A borough warden inviting people to join a group tour to China last month, which included a meeting with a Chinese National People’s Congress (NPC) Standing Committee member, could have been part of Beijing’s “united front” tactics to influence local officials in Taiwan, a Taipei City councilor said yesterday.
Democratic Progressive Party Taipei City Councilor Chen E-jun (陳怡君) wrote on Facebook that a city resident had alerted her to the trip, which she urged national security officials to be aware of.
Chen also posted a photograph of an itinerary for the six-day group tour to Jiangsu Province from Oct. 15 to Oct. 29.
Photo: Reuters
The itinerary showed a trip to Wuxi and Shanghai for NT$15,000 per person, which included the airfare, accommodation, meals, sightseeing and transportation.
Chen said the travelers were not recruited through open registration, but secretly invited directly by the borough warden, and that one of the tour stops was a pearl factory, where the group was accompanied by an NPC Standing Committee member for Wuxi.
“Facing the 2024 presidential election, the Chinese Communist Party is using every conceivable means, from cognitive warfare to its ‘grand external propaganda,’ and is now even using organizational warfare to infiltrate [Taiwan at the] grassroots level, to ‘reach into the island, the households and the minds’ [of Taiwanese] to influence Taiwan’s election,” she wrote.
She said the resident who alerted her to the trip had attended a similar group tour, invited by the same borough warden, to Shanghai earlier this year.
The resident told her they became suspicious about it.
“With the elections just around the corner, national security agencies and related departments must keep their guard up, as there will be a continuous swarm of disinformation, cognitive warfare and online infiltrations coming,” Chen wrote.
The Chinese Communist Party is using military aircraft to intimidate Taiwanese, while at the same time smiling and spending money on inviting them to visit China, she said, adding that everyone should be aware of Chinese interference in Taiwan’s elections.

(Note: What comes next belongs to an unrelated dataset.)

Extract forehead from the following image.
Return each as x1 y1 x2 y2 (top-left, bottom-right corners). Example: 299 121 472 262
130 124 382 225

She also urged national security agencies to investigate the case to see how borough wardens formed connections with NPC Standing Committee members.
The Taipei Department of Civil Affairs said the group tours are considered part of a borough warden’s private itinerary.
Nevertheless, people can file reports if they suspect the tour prices are unreasonable, it said, adding that it has asked district offices to remind borough wardens about the rules they should follow when visiting China.